All mixed up inside
How do you feel? It
is a question to which I probably have no complete answer. I feel strange,
sometimes tired, struggling to be happy, grasping at ideas, events and people
to celebrate, looking for distractions that can take my mind off other things
that bother me, the truth is, I feel lonely.
Quite lonely and far
away from the feel and touch of one I love, time intervening with length that
stresses and strains, if we had no spirit in us, we would have lost and
abandoned hope. Now, that is something I cannot afford to do. I must look
forward, look up, look in expectation and look with anticipation.

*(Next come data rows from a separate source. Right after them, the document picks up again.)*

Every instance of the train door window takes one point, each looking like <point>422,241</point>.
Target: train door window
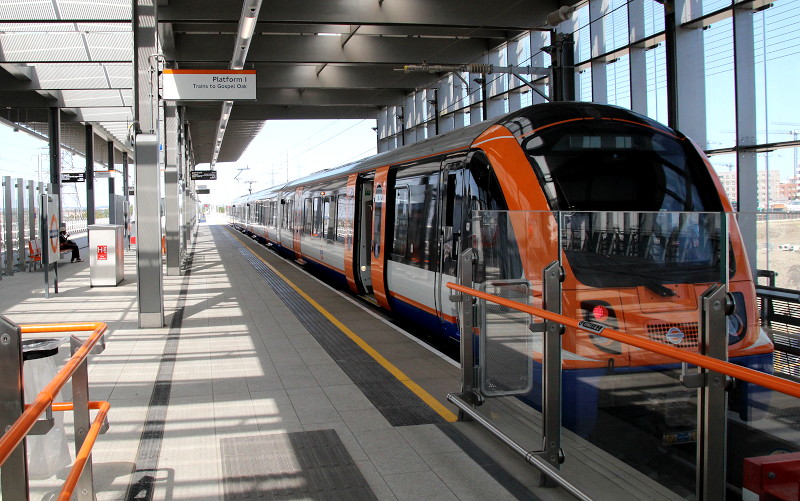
<point>288,208</point>
<point>422,181</point>
<point>400,240</point>
<point>484,192</point>
<point>452,224</point>
<point>318,216</point>
<point>326,216</point>
<point>308,215</point>
<point>377,212</point>
<point>340,210</point>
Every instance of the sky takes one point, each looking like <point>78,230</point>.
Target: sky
<point>286,150</point>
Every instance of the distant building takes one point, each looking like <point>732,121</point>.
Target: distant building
<point>766,184</point>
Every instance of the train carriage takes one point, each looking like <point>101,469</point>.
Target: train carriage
<point>390,227</point>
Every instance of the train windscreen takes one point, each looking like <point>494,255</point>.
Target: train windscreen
<point>639,207</point>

This must and
will change.
Breaking into great dreams
This is what I must
do to change how I feel, because the thin wall of separation from the doldrums
and depression are so easily breached, it is not a place I should allow to come
into my path. It is the power of love that sustains me, the care and concern of
many friends who call to check that this fragile being with sometimes stoic bearing,
whose vulnerabilities are crenellated in the dismissal of fuss is as well human.
Maybe I am a control
freak, I hate to be a victim of circumstances, especially those outside my
control, limiting my scope for manoeuvre. I know I am in a passage, I am in
motion, as time moves some certainty comes into view. Let us begin to live the
stuff of dreams coming true better than we ever imagined.
It gets better always
It is the traversal
of the valley of the shadow of death, there is nothing to fear and everything
is like a dare, for ahead are the green pastures and still waters, I am safe in
the knowledge that I am being led there in the care and protection of the
shepherd. Any harm can only come to that which seeks to harm me.
In my writing, I find a great wealth of catharsis, and by the time I am done, I feel much better than when I started. Expression is strangely a form of elation. Let’s get back to Eden before things went south.